Dan Sellan and Professor Cristina Amon, of U of T's Mechanical and Industrial Engineering department, investigated a new tool to measure the thermal and vibrational properties of solids. Working with colleagues from Carnegie Mellon University, they studied materials in which heat is transferred by atomic vibrations in packets called phonons. Their results were recently published in Nature Communications.
"In an analogy to light, phonons come in a spectrum of colors, and we have developed a new tool to measure how different color phonons contribute to the thermal conductivity of solids," said Jonathan Malen, an assistant professor of Mechanical Engineering at CMU.
According to the researchers, the new tool will give both industry and academia a clearer picture of how an electronic device's ability to dissipate heat shrinks with its size, and how materials can be structured at the nanoscale to change their thermal conductivity.
For example, in the initial demonstration, the team showed that as silicon microprocessors continue to shrink, their operating temperatures will be further challenged by reduced thermal conductivity.
"Our modeling work provides an in-depth look at how individual phonons impact thermal conductivity," said Sellan, who undertook his research as a PhD Candidate in Professor Amon's lab.
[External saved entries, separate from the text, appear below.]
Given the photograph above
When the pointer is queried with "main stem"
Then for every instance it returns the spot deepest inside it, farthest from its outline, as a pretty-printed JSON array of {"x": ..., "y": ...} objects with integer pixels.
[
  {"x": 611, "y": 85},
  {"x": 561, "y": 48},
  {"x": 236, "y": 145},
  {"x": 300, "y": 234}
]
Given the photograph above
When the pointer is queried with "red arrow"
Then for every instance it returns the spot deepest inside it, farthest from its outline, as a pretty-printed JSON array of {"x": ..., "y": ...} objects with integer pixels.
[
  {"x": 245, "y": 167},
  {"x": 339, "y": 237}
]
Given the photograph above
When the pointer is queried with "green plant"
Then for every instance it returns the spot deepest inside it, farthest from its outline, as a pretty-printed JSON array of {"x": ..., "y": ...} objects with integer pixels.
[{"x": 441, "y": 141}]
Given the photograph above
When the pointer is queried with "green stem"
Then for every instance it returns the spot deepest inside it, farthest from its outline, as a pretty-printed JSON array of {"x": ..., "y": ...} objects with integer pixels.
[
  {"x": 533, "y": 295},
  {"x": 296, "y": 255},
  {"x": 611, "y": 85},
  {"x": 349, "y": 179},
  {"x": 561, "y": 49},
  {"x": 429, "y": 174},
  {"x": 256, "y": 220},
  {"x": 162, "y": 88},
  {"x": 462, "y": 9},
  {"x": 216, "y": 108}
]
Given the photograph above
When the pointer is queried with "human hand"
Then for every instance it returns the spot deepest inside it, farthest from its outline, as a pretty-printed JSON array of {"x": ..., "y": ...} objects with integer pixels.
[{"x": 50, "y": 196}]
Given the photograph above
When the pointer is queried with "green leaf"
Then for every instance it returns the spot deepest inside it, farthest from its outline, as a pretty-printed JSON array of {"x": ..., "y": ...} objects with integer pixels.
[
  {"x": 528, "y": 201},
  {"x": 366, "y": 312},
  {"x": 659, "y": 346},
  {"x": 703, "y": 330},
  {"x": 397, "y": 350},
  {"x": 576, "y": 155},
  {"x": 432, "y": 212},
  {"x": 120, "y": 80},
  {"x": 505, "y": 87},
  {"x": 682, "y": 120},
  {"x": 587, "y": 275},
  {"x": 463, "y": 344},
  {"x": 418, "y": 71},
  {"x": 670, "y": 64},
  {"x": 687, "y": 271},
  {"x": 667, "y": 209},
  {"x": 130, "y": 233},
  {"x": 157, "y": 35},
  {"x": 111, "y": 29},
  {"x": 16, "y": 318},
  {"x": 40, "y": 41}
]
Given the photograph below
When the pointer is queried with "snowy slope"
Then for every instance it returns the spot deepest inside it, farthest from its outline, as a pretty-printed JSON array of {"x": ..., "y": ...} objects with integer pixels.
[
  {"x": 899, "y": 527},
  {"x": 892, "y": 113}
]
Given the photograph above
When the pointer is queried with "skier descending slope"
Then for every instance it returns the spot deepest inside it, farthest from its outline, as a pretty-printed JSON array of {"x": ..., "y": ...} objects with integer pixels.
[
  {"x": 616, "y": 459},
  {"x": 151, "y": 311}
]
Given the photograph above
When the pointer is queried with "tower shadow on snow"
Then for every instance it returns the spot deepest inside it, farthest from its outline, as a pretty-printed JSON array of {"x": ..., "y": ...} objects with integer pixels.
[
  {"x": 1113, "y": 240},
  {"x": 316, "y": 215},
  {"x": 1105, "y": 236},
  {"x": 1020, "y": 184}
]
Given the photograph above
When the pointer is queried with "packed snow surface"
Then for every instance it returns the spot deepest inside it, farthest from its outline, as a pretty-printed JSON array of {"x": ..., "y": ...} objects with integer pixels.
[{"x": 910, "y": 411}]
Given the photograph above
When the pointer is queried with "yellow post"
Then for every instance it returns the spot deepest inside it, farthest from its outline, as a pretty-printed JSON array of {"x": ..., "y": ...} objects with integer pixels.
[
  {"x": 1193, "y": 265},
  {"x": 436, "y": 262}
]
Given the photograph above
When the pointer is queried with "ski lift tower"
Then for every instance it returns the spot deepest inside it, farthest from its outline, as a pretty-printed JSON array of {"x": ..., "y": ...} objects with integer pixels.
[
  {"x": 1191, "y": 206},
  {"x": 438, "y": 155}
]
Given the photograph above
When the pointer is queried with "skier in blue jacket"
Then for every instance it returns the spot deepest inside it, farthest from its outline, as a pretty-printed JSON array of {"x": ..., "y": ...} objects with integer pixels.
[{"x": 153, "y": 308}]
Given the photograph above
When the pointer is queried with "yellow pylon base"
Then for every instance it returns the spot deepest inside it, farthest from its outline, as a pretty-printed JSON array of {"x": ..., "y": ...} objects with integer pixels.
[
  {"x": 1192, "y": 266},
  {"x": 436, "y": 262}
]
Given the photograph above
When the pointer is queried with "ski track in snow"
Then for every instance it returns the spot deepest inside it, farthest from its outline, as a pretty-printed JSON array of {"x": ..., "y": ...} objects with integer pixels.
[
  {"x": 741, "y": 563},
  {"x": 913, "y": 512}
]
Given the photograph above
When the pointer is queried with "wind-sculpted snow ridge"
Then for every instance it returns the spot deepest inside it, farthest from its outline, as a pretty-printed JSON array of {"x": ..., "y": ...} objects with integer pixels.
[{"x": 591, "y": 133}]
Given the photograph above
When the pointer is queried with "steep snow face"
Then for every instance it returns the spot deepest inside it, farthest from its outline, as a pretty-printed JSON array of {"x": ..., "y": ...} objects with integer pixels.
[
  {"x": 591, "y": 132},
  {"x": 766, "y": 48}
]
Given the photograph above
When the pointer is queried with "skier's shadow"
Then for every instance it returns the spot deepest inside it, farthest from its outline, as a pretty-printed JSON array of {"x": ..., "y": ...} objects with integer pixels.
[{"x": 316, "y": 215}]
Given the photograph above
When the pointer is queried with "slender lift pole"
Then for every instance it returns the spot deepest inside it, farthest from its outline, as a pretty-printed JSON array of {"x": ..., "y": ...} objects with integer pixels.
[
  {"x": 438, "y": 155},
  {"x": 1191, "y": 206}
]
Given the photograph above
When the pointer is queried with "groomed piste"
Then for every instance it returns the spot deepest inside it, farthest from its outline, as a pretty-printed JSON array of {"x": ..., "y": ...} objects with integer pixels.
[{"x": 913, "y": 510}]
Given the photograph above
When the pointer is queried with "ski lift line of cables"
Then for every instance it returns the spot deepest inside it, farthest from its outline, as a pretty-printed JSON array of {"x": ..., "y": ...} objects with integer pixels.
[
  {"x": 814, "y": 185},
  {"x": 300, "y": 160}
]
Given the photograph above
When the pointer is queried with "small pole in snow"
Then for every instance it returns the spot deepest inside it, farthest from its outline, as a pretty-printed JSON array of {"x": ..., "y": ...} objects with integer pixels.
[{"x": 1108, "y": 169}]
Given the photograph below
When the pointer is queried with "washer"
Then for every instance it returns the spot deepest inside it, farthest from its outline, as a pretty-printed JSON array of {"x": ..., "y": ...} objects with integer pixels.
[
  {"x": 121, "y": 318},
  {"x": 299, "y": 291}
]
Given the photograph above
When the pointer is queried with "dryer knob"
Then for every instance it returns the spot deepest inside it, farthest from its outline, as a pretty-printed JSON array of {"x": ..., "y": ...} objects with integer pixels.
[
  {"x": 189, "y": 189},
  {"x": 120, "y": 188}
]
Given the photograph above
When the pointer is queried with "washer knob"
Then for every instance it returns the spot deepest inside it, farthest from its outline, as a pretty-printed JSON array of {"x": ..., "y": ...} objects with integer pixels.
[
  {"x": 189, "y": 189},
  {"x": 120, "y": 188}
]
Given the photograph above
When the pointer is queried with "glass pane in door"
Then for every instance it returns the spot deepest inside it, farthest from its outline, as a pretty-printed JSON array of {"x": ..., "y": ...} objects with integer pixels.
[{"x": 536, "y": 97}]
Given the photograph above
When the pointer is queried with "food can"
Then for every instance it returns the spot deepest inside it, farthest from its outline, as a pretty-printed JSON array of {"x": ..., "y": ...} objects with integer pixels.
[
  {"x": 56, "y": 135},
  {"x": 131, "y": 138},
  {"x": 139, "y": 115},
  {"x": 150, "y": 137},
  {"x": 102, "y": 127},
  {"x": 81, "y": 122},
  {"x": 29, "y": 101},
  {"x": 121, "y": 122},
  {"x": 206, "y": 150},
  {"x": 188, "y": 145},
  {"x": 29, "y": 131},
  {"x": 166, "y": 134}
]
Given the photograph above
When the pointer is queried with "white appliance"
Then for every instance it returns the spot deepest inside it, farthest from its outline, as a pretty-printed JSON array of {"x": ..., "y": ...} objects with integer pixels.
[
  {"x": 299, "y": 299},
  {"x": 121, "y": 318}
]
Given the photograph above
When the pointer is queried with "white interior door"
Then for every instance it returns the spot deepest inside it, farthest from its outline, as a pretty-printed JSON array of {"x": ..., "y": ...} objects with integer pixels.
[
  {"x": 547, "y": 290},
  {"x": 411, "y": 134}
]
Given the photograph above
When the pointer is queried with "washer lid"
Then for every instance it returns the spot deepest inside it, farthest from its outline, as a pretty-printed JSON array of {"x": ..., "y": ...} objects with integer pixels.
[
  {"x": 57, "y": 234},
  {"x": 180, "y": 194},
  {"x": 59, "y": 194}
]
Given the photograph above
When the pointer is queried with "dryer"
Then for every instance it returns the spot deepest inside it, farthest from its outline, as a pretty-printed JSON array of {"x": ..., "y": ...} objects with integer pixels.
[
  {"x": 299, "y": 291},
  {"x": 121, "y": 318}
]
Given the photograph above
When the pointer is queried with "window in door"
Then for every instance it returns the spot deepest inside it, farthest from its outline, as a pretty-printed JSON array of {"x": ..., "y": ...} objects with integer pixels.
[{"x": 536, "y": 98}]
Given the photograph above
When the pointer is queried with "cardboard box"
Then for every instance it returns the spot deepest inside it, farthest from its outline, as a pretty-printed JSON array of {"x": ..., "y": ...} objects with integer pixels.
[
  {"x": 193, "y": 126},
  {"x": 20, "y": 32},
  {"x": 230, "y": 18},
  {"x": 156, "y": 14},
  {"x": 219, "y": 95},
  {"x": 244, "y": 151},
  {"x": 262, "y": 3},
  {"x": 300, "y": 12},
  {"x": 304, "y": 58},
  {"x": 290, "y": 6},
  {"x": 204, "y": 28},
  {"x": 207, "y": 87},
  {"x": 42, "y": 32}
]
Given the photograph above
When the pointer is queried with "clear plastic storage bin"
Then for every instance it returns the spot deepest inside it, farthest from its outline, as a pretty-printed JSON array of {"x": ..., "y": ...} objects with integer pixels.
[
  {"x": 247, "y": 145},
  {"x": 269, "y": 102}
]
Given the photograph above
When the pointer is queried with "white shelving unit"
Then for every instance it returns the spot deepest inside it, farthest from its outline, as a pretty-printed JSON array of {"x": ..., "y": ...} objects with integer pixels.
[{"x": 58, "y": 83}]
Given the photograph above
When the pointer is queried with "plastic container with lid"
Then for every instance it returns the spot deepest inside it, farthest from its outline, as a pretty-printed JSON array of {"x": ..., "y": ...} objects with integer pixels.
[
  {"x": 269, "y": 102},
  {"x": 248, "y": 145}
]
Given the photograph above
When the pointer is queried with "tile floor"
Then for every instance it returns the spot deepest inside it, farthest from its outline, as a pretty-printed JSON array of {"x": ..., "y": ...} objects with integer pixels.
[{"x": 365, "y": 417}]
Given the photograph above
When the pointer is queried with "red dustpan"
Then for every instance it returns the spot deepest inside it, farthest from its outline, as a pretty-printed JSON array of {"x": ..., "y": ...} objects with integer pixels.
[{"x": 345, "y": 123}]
Currently an NSERC Postdoctoral Fellow at The University of Texas at Austin, Sellan is developing experimental techniques for thermal measurements.
Professor Amon, who is also Dean of the Faculty of Applied Science & Engineering at U of T, said Sellan's insights will allow researchers to design nanostructured thermoelectric materials with increased efficiency in converting waste heat to electrical energy. This work has exciting implications for the future of nano-scale thermal conductivity research."